Fortinet is unveiling a hardware-as-a-service offering that promises to ease the stress of keeping up with the latest firewall technology. The new FortiGate-as-a-Service (FGaaS) offering lets customers choose the hardware they want the FortiGate next-generation firewalls to run on, and Fortinet will configure and manage the devices.

“…We’re offering our FortiGates as part of a consumption-based service for customers to use whenever they want,” said Nirav Shah, vice president of products and solutions with Fortinet. “For customers and service providers wanting to sign up for the service, it’s as simple as logging in and using their FortiPoints credits to purchase exactly what they want to use. Through the portal, they select the datacenter location, the FortiGate model that’s right for their use case, as well as the service bundle they want to add. Within minutes they have a dedicated FortiGate ‘as-a-Service’ that is completely managed and maintained by Fortinet.”

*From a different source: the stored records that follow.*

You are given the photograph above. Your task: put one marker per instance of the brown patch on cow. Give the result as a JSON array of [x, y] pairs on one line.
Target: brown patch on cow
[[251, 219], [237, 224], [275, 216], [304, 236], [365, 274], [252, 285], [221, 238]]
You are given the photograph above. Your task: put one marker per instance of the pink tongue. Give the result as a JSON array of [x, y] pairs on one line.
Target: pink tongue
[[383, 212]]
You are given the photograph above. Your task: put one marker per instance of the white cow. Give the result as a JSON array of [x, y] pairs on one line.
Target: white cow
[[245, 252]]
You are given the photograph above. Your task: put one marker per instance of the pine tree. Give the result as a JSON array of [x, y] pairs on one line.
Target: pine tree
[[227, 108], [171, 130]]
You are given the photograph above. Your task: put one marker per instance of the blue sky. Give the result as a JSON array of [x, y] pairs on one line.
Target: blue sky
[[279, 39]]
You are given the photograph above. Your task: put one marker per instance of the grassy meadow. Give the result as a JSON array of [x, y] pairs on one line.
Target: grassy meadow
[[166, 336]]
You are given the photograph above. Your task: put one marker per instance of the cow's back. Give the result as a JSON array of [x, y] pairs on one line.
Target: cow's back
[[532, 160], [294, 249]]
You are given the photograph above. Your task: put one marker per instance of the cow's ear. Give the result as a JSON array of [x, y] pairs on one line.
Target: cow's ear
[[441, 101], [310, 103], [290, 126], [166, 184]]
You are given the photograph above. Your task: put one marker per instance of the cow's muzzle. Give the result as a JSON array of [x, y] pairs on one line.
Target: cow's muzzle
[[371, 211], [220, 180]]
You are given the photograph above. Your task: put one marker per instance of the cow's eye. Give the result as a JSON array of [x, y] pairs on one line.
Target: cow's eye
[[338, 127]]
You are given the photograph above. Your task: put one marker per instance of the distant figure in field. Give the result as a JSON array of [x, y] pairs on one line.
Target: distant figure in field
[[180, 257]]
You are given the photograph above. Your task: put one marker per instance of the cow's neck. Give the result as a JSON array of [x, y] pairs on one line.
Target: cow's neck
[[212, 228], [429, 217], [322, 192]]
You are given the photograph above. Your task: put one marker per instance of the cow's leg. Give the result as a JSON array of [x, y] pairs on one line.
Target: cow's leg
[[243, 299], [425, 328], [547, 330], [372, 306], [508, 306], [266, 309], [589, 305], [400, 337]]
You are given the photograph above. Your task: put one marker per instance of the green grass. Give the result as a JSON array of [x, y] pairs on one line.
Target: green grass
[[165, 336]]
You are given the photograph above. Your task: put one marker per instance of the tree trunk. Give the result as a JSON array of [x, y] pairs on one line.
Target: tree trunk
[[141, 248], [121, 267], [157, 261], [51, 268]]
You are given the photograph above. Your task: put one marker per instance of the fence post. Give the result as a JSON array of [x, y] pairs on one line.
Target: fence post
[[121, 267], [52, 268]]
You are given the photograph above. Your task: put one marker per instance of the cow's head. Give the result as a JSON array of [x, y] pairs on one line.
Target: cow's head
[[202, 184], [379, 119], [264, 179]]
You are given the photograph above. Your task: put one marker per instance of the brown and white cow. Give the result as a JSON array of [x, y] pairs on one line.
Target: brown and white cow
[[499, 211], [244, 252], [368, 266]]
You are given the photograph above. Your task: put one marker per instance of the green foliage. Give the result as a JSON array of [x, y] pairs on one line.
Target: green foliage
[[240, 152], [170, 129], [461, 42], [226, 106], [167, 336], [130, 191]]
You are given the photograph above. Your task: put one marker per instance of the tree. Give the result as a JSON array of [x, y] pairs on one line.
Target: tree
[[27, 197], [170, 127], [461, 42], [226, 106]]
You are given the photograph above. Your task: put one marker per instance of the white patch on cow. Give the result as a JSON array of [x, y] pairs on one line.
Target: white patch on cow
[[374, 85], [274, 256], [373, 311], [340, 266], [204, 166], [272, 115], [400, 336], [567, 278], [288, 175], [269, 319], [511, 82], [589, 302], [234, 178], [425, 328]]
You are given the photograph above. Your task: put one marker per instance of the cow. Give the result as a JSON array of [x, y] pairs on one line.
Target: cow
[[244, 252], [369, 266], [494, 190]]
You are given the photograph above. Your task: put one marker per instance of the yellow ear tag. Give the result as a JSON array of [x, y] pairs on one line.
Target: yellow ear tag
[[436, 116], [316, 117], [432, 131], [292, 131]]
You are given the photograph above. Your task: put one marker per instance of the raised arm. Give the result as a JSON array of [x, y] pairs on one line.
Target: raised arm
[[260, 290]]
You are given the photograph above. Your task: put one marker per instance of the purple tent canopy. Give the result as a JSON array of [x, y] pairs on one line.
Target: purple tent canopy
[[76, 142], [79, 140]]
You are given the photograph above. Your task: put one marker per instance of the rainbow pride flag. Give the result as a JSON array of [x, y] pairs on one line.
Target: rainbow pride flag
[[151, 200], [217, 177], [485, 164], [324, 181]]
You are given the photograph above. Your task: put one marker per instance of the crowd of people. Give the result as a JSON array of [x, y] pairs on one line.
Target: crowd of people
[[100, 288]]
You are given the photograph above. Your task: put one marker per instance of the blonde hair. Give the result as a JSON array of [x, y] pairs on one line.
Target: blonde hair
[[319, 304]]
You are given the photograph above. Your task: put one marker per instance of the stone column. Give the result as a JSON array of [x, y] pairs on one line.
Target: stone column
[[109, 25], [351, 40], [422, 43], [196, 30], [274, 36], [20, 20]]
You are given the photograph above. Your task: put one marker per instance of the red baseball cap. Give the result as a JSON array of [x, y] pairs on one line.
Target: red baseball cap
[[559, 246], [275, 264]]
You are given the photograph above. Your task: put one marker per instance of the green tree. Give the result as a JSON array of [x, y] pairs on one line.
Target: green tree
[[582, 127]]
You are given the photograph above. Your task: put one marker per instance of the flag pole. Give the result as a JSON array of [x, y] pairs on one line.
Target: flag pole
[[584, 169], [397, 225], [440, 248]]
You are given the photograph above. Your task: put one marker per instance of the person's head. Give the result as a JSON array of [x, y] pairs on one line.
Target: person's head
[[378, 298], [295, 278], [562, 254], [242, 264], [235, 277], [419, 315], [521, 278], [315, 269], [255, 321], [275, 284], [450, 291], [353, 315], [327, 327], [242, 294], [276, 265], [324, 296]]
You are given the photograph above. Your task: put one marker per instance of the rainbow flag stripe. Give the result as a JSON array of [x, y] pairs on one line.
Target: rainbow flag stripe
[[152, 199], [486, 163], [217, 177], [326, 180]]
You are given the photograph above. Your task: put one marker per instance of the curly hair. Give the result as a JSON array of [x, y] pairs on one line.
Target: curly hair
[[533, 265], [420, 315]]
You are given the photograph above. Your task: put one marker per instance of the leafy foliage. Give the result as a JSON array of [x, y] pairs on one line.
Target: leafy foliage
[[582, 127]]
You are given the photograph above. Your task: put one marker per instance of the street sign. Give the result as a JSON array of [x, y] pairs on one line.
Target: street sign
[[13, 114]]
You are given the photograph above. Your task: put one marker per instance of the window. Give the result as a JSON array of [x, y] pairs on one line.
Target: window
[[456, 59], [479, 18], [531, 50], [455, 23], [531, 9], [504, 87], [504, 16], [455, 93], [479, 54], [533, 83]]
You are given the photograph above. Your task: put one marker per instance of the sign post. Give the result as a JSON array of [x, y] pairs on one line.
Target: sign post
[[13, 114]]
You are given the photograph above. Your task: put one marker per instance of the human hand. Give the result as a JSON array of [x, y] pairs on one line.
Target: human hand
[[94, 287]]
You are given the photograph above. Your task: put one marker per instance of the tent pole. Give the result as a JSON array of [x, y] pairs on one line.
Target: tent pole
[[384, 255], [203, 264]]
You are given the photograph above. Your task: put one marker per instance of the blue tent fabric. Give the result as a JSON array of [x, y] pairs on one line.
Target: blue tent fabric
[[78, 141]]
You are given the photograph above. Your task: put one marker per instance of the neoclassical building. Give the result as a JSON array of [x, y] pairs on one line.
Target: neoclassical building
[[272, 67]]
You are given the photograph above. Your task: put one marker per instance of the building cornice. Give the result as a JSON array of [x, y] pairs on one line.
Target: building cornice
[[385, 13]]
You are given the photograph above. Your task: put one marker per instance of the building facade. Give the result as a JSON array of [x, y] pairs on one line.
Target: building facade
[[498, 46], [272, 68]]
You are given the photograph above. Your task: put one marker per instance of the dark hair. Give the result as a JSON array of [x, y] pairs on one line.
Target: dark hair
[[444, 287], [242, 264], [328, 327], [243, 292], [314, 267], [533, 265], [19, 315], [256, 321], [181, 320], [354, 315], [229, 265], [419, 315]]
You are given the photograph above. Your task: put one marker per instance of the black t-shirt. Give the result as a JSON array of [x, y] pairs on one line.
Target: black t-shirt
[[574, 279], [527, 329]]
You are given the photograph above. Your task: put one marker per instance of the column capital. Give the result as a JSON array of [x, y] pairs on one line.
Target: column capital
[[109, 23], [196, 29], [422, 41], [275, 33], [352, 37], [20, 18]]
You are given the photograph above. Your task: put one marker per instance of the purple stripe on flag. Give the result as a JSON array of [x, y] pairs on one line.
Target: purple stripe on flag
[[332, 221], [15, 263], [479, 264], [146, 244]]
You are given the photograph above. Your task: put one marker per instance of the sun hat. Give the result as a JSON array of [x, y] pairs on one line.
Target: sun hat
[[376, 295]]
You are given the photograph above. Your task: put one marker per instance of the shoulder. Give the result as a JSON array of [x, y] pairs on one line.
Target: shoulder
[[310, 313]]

Today’s enterprises are battling increasingly sophisticated cyberthreats and navigating complex regulatory environments. At the same time, they expect faster deployment and more scalability of IT infrastructures, Shah wrote in a blog about the new service. “FGaaS introduces a more flexible form factor to our family of FortiGate Next-Generation Firewalls (NGFWs). This offering fits the OpEx model, so it is financially strategic while enabling enterprises to be more agile and innovative in their approaches to cybersecurity,” Shah wrote.

Organizations that want to move away from building and maintaining their own data centers can use FGaaS to connect and secure their distributed sites and use the company’s secure access service edge (SASE) offering, FortiSASE, to protect remote users, Shah stated.

Fortinet’s NGFW portfolio spans branch, campus and data center sites and features core capabilities including deep packet inspection, intrusion prevention, network access control, zero-trust enforcement, and threat intelligence feed integration.